US: 60 Years Later, Voting Rights Act Protections for Minority Voters Face New Threats! (7.8.2025)

Otis Wilson had enough with talking and decided to go to court.

His Louisiana town of St. Francisville, north of Baton Rouge, had long elected alderpersons as at-large representatives for a single, townwide district. In places where elections are racially polarized, that kind of voting system can result in a white majority’s votes drowning out the ballots of voters of colour, courts have found.

“I filed a lawsuit because we had no Blacks at all on the council. And I tried to talk to the council and the mayor to work something out, and it didn’t,” says Wilson, a now-retired school bus driver, who led a group of other Black voters to sue St. Francisville officials in 1992.

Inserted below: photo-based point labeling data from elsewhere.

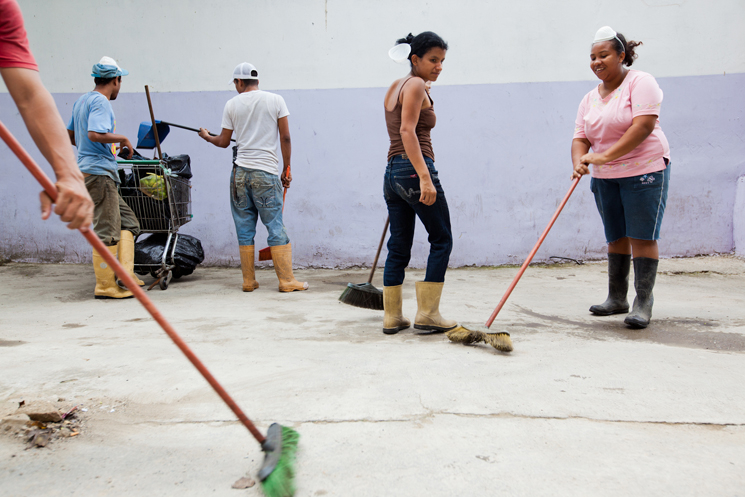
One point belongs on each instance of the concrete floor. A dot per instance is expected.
(582, 406)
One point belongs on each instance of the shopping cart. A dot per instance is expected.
(161, 200)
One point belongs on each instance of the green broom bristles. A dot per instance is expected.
(281, 481)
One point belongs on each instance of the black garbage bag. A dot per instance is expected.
(149, 251)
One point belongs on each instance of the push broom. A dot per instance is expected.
(365, 295)
(280, 443)
(501, 341)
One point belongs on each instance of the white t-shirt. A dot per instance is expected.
(253, 116)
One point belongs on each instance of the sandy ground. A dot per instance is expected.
(582, 406)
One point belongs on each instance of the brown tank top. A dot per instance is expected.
(427, 121)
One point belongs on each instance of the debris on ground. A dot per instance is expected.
(38, 423)
(244, 482)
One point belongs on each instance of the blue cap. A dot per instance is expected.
(107, 68)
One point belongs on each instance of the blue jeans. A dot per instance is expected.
(632, 207)
(255, 193)
(401, 191)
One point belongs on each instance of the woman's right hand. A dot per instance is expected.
(580, 169)
(429, 193)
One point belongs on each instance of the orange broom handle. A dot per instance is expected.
(99, 247)
(532, 254)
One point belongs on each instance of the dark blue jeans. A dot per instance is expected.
(401, 191)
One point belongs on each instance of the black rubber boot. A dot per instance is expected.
(619, 266)
(645, 273)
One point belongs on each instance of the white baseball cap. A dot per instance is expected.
(107, 68)
(606, 33)
(244, 70)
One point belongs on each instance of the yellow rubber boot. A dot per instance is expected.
(127, 255)
(428, 313)
(393, 319)
(106, 287)
(282, 256)
(247, 268)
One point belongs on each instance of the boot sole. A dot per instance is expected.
(609, 313)
(393, 331)
(636, 324)
(436, 329)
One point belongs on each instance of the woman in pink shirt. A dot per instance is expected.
(630, 155)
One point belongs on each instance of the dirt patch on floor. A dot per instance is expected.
(691, 333)
(39, 424)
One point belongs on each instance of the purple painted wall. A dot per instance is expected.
(502, 152)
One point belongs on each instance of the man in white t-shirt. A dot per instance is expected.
(259, 120)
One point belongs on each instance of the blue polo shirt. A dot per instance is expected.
(93, 112)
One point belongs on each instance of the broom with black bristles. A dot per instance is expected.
(277, 473)
(365, 295)
(470, 334)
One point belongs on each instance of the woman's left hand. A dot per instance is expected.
(597, 159)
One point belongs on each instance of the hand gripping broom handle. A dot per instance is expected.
(99, 247)
(380, 246)
(532, 254)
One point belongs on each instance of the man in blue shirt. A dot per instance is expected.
(92, 130)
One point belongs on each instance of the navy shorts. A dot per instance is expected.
(632, 207)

Their lawsuit was among the hundreds of cases that private individuals and groups have brought to enforce protections against racial discrimination under the federal Voting Rights Act, which then-President Lyndon B. Johnson signed into law 60 years ago this week.

After a long and complicated legal battle, St. Francisville ultimately agreed that the town had violated Section 2 of the Voting Rights Act and switched to alderperson elections with multiple districts.

“It wouldn’t have happened” without the pressure of his lawsuit, says Wilson, a onetime candidate for alderperson who was later elected as a Democratic member of his Louisiana parish’s police jury, a local governing board. “If you didn’t go further, it just wouldn’t happen.”

The legal path that allowed Wilson to fight against the dilution of his and other Black voters’ collective power at the ballot box, however, may be ending soon, as a novel legal argument makes its way to the U.S. Supreme Court.

Contrary to decades of precedent, Republican state officials in at least 15 states contend that private individuals and groups do not have the right to sue to enforce Section 2 because they are not explicitly named in the landmark law’s text. Only the head of the Justice Department, they argue, can bring this kind of lawsuit.

The issue is at the heart of a North Dakota legislative redistricting case that was brought by two tribal nations. A federal appeals court ruled against the Native American voters, and the case may be up for a full review soon at the Supreme Court. The justices may also be preparing to take up a broader question about the constitutionality of Section 2 protections, based on an order last week for legal briefs in a Louisiana congressional redistricting case originally filed by Black voters.